En ce qui concerne le bénéfice avant impôt, la situation est un peu meilleure avec une croissance globale en hausse de 25 % en glissement annuel et de 4,6 % en glissement trimestriel, alors qu’elle est en moyenne en hausse de 66 % en glissement annuel mais en baisse de 1 % en glissement annuel. La croissance moyenne plus élevée est alimentée par plusieurs acteurs tels que Jindal Steel & Power, Oberoi Realty, Avenue Supermarts, Bharat Electronics et Indusind Bank, qui ont enregistré une bonne croissance des bénéfices.

Le plus grand message

Une bonne partie de la croissance observée au cours du trimestre de juin est due à la reprise de l’activité normale après les périodes touchées par Covid, et une partie de cela peut également être due à un élément de demande refoulée. Mais cela commence peut-être déjà à s’estomper.

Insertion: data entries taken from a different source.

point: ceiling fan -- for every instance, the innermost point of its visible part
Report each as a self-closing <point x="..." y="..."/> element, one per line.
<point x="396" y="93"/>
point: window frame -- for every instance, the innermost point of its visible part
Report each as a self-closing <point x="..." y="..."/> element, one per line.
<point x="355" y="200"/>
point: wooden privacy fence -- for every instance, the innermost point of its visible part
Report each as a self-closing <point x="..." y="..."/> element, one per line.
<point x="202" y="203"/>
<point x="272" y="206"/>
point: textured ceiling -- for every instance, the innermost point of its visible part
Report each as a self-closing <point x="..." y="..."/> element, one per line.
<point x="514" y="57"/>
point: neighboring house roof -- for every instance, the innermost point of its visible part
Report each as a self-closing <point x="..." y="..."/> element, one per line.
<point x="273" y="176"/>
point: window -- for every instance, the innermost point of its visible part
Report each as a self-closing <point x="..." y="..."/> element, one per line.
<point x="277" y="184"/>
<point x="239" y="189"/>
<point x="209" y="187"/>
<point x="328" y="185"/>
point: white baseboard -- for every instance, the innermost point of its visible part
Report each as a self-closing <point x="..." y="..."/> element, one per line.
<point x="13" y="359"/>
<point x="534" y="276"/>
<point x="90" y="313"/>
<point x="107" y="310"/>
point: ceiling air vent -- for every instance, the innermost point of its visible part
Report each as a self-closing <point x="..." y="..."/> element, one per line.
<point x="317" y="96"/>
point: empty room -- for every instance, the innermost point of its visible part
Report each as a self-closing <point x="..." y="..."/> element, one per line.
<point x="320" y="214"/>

Des entreprises comme Hindustan Unilever, qui a réussi une performance robuste grâce à son segment premium relativement isolé de l’inflation, ont mis en garde contre l’impact de l’inflation sur la consommation. Et tandis que beaucoup espèrent une reprise au second semestre, il existe plusieurs impondérables mondiaux : la possibilité d’une récession, la géopolitique et son impact sur les prix des combustibles fossiles, les actions de la banque centrale et ce qu’elles signifient pour les flux de liquidité et les taux de change. , la reprise de l’activité économique en Chine et son impact sur les matières premières mondiales et les équations demande-offre, qui sont susceptibles de maintenir les perspectives assombries par l’incertitude et d’affecter le sentiment et la croissance des entreprises et des consommateurs.

Avec plusieurs pièces mobiles, faire des prévisions sur les prix du pétrole et l’inflation est presque impossible. Et tandis que la Reserve Bank of India espère que l’inflation diminuera à l’avenir. Le jury ne sait toujours pas où vont les prix du pétrole et la roupie. Compte tenu de cela, penser que le prochain trimestre ou le suivant révélera une amélioration des marges peut être au mieux optimiste, et jusqu’à ce que les choses tournent autour de la performance opérationnelle, les investisseurs resteront probablement très sélectifs dans la sélection des actions.

Alors, ne vous laissez pas attirer par les performances de ce trimestre sur les grands chiffres. Étudiez attentivement vos entreprises pour connaître l’impact probable d’incertitudes prolongées avant de penser à investir.